A bioreactor will be designed for the project in order to foster growth of the engineered bacteria. From what I’ve gathered so far from some Youtube videos, a bioreactor could comprise a glass jar with a lid that has been punctured with perhaps three holes: one to push the shaft of a slow-turning motorised propeller and two holes that could be used to support intake of air or outtake of fluid when the reactor stops. The reactor should provide enough room to fit the petri dish (e.g. w: 110mm x l: 110 mm x h: 150 mm). The reactor should be tall enough to accommodate the height of a sculpture resting at the bottom and a propeller to mix the broth that surrounds it.

4.4.1 Protocol

1. Obtain a glass, lidded container (perhaps a jar?) that is capable of containing a sculpture that is 100mm x 100mm x 100mm.
2. Perforate the container lid with three holes. One should be wide enough to allow a small motor shaft to pass through it. The other two should be wide enough to allow plastic tubes to be inserted.
3. Add two plastic fins onto the motor shaft to form the propeller that will sit in the bioreactor’s nutrient bath.
4. Push the motor shaft through the hole. Attach the end without the propeller to a small, slow-turning servo motor.
5. Cover the other two holes with sterile gauze such that air can enter.
6. Create a 9V battery pack and test attaching leads to the motor. The motor should be able to turn off and on.
7. Fill the glass container with distilled water and test whether the propeller can mix the fluid. Ensure that the propeller can be lifted to different heights.
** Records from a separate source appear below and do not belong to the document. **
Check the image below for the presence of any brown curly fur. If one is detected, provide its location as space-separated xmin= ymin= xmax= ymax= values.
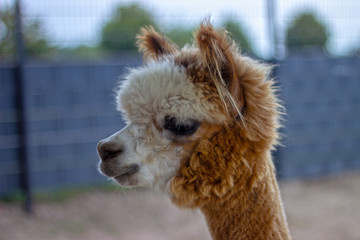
xmin=138 ymin=21 xmax=290 ymax=240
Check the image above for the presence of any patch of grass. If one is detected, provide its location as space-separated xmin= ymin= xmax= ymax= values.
xmin=0 ymin=184 xmax=124 ymax=203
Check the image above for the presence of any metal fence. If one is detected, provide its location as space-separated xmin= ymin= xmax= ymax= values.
xmin=0 ymin=54 xmax=360 ymax=195
xmin=278 ymin=57 xmax=360 ymax=178
xmin=0 ymin=57 xmax=139 ymax=195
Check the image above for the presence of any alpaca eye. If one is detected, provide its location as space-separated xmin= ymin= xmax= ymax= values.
xmin=164 ymin=116 xmax=200 ymax=136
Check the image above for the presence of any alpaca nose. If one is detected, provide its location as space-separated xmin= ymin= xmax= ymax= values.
xmin=97 ymin=140 xmax=124 ymax=162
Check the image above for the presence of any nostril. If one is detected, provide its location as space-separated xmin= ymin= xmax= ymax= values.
xmin=100 ymin=150 xmax=123 ymax=161
xmin=97 ymin=142 xmax=123 ymax=161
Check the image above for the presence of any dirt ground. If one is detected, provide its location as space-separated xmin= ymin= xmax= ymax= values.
xmin=0 ymin=172 xmax=360 ymax=240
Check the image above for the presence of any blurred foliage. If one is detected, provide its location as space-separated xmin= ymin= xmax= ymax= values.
xmin=101 ymin=3 xmax=157 ymax=52
xmin=222 ymin=18 xmax=254 ymax=54
xmin=285 ymin=12 xmax=329 ymax=51
xmin=0 ymin=8 xmax=55 ymax=60
xmin=164 ymin=27 xmax=193 ymax=48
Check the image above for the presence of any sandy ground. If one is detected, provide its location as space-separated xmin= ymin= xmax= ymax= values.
xmin=0 ymin=172 xmax=360 ymax=240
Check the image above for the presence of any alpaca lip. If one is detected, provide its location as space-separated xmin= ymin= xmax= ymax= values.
xmin=114 ymin=164 xmax=140 ymax=178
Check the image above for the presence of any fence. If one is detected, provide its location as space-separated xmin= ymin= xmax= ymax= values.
xmin=0 ymin=54 xmax=360 ymax=195
xmin=0 ymin=57 xmax=138 ymax=195
xmin=278 ymin=57 xmax=360 ymax=178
4.5 Create the Biart set design that will house the bioreactor

Once the bioreactor has been creator, the project will need to embed it with a set prop that promotes the aesthetic and spirit of the Bioart activity.

4.5.1 Protocol

4.6 Perform bacterial transformation using the plasmids created by Twist Bioscience

After Twist Bioscience sends the engineered plasmids to the Lifefabs Institute, I will need to perform bacterial transformation to make competent Strain K12 E. coli absorb them. Once the plasmids have entered the bacteria, the bacteria can be multiplied and cultured to create a stock supply for the rest of the project.

4.6.1 Protocol

Bacterial transformation should take about 4 hours. I need to check some of the steps for these!

Thaw competent cells

1. Thaw 50 µL DH5α competent cells on ice.
2. Add a small amount of buffer to an Eppendorf tube. Keep the tube in cold water.
3. Extract some glycerol that comes with the Twist plasmid order and coat the head of an innoculation loop with it.
4. Dip the innoculation loop into the plasmid DNA powder (I need input on this, I’m not sure).
5. Wipe the glycerol-covered innoculation loop into the buffer solution used by the Eppendorf tube.
6. Gently flick the Eppendorf tube until everything is in the bottom of it. Make sure nothing is on the sides.
7. Inclubate on ice for 20-30 minutes.

Heat shock

1. Heat shock at 42’C for 60 seconds. Immediately return the Eppendorf tube to ice for 2 minutes.
2. Recover in LB broth. Add 1000 µL LB miller broth
3. Incubate at 37’C, shaking at ~200-250 rpm for between 30 and 60 minutes.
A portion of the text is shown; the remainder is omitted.